Using your GCP account, you can create a cluster and connect to VESSL’s backend.

In order to integrate VESSL, the following resources will be created:

  • GCS Bucket: A bucket for storing configuration, state, and data.
  • GKE Cluster: An GCP-managed Kubernetes cluster for running ML workloads.
  • GKE Node Pools: Autoscaling groups for selected resource types.

Step-by-Step Guide

1. Install Terraform and gcloud CLI

VESSL uses Terraform to add a GKE cluster, GKE node pools, and Kubernetes installations.

2. Configure cluster config

First, clone VESSL’s cloud integration terraform code from Github.

git clone https://github.com/vessl-ai/vessl-cloud-integration
cd vessl-cloud-integration/examples/gcp-gke-full

Using VESSL CLI, you can configure Terraform variables and the Terraform backend.

pip install vessl
vessl cluster create-config gcp

In your directory and in the bucket, two config files and a node group definition file will be generated.

  1. terraform.tfbackend: This file configures Terraform’s backend storage.
  2. terraform.tfvars: This file specifies the variables for your cluster configuration.
  3. nodes.tf: Thie file defines the node groups of your resource types

3. Applying terraform

To initialize your terraform state,

terraform init -backend-config="terraform.tfbackend"

The actual resources will be created by applying terraform.

terraform apply -var-file="terraform.tfvars"

The installation process takes about 20~30 minutes. While installing, please keep your internet connection on.

Once the cluster is installed, you can find it on the cluster page.

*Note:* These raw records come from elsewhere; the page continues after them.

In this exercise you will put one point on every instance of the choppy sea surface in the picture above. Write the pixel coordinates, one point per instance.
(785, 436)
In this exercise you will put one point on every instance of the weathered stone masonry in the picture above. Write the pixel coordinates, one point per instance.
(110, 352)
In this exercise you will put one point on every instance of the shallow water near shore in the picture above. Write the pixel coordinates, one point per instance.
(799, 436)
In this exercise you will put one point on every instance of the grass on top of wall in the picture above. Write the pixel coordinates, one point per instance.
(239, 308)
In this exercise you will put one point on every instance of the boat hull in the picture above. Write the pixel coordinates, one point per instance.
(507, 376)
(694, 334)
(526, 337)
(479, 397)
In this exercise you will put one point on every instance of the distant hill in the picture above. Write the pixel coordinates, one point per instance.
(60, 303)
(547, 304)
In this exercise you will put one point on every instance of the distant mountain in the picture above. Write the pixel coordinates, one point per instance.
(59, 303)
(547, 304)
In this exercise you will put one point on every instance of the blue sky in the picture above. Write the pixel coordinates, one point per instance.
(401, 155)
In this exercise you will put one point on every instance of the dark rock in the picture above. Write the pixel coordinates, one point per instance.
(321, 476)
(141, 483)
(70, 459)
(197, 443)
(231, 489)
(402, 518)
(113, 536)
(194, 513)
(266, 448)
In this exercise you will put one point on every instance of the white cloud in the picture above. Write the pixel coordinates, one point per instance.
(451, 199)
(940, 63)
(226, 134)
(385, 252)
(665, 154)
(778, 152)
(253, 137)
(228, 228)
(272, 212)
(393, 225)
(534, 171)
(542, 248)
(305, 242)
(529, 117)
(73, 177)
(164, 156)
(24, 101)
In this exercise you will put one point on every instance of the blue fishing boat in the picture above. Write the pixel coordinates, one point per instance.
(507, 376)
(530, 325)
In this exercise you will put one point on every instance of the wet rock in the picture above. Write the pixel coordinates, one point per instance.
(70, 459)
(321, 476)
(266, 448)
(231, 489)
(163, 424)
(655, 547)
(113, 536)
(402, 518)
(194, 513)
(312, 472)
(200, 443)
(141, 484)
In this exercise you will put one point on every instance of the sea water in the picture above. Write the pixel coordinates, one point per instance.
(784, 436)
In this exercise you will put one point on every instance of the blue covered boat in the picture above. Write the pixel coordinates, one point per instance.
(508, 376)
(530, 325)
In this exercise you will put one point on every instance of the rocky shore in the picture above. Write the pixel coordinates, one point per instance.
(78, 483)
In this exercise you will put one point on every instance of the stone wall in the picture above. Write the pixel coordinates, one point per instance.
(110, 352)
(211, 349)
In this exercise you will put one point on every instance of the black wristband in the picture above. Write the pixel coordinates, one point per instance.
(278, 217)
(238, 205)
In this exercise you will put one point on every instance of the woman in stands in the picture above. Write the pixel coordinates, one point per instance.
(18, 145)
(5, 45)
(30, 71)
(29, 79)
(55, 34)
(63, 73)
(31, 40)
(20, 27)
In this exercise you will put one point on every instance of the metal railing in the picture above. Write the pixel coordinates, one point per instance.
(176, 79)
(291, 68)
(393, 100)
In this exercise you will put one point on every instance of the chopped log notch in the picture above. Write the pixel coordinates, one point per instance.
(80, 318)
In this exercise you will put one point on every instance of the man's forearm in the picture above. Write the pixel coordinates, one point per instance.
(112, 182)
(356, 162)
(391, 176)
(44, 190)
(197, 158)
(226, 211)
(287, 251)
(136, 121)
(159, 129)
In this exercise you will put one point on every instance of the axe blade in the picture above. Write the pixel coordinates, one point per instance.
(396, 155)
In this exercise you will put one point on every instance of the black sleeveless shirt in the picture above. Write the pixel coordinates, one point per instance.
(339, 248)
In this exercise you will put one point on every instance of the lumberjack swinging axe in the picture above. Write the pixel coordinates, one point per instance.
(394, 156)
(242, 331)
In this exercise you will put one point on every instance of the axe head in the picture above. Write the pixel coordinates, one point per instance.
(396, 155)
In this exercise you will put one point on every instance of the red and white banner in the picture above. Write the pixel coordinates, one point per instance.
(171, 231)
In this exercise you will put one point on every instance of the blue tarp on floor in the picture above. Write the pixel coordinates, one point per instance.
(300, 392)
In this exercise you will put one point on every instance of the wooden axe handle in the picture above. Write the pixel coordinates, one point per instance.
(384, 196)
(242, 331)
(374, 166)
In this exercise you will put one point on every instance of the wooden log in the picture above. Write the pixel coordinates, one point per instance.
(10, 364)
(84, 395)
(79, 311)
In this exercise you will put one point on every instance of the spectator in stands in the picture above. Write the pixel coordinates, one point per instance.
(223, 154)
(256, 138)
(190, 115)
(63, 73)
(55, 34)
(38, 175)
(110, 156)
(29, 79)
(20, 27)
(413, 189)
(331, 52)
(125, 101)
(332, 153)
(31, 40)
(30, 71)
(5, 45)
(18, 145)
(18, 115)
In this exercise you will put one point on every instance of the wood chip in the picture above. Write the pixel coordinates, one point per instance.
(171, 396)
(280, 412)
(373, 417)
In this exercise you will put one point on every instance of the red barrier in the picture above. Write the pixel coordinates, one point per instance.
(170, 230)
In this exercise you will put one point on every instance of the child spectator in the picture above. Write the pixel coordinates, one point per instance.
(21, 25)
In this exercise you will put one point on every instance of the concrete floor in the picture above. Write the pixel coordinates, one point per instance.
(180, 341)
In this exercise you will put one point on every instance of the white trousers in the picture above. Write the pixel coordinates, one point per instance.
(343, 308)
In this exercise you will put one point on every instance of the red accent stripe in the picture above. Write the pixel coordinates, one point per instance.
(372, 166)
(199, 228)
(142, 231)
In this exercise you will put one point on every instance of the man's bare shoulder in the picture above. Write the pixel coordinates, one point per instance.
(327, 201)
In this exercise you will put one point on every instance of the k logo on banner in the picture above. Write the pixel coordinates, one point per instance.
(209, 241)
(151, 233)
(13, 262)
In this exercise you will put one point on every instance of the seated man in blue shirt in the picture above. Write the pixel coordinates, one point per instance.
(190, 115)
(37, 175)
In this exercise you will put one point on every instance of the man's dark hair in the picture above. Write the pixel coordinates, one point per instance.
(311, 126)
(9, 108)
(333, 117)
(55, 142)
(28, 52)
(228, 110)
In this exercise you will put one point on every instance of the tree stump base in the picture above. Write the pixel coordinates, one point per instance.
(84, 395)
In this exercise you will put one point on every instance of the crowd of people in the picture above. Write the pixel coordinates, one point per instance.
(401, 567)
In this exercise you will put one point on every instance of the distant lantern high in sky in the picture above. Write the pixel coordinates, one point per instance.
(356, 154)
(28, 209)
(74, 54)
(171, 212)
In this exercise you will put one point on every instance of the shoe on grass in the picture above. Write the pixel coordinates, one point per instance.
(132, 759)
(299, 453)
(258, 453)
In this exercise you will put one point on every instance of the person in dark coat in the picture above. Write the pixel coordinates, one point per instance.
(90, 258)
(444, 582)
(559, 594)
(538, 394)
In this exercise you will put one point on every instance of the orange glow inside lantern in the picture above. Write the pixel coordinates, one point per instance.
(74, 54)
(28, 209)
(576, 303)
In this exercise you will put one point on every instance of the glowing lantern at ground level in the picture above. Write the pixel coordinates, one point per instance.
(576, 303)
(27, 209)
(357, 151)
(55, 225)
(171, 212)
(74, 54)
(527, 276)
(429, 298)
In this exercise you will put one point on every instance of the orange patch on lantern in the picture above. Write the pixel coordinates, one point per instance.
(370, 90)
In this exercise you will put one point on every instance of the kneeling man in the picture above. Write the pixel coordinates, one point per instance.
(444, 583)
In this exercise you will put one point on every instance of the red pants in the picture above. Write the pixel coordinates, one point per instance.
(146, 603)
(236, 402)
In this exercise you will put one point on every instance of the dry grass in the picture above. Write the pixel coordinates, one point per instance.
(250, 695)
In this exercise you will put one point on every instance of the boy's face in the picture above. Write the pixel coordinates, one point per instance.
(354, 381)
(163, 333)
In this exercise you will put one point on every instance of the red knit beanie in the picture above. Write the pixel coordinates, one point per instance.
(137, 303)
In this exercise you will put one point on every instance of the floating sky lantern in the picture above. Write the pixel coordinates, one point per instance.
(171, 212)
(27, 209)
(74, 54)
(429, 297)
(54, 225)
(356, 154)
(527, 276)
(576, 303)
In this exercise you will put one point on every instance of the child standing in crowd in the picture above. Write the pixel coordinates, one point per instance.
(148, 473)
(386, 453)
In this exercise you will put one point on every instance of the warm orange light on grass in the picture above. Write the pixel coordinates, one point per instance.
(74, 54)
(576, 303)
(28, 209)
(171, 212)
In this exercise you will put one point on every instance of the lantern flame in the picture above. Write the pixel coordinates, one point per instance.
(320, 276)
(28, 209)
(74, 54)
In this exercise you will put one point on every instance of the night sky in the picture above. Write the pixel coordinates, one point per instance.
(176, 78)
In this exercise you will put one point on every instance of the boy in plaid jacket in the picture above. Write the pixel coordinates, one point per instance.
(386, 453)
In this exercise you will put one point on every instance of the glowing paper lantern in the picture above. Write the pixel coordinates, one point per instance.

Destroy and delete the cluster

In order to destroy all resources created by VESSL, including the clusters, follow these steps:

terraform destroy -var-file="terraform.tfvars"

When the config file is missing in local, you can download it and start from scratch.

git clone https://github.com/vessl-ai/vessl-cloud-integration
cd vessl-cloud-integration/examples/gcp-gke-full
vessl cluster get-config [cluster_name]
terraform init -backend-config="terraform.tfbackend"
terraform destroy -var-file="terraform.tfvars"

After destroying a cluster, you can delete it from the cluster page.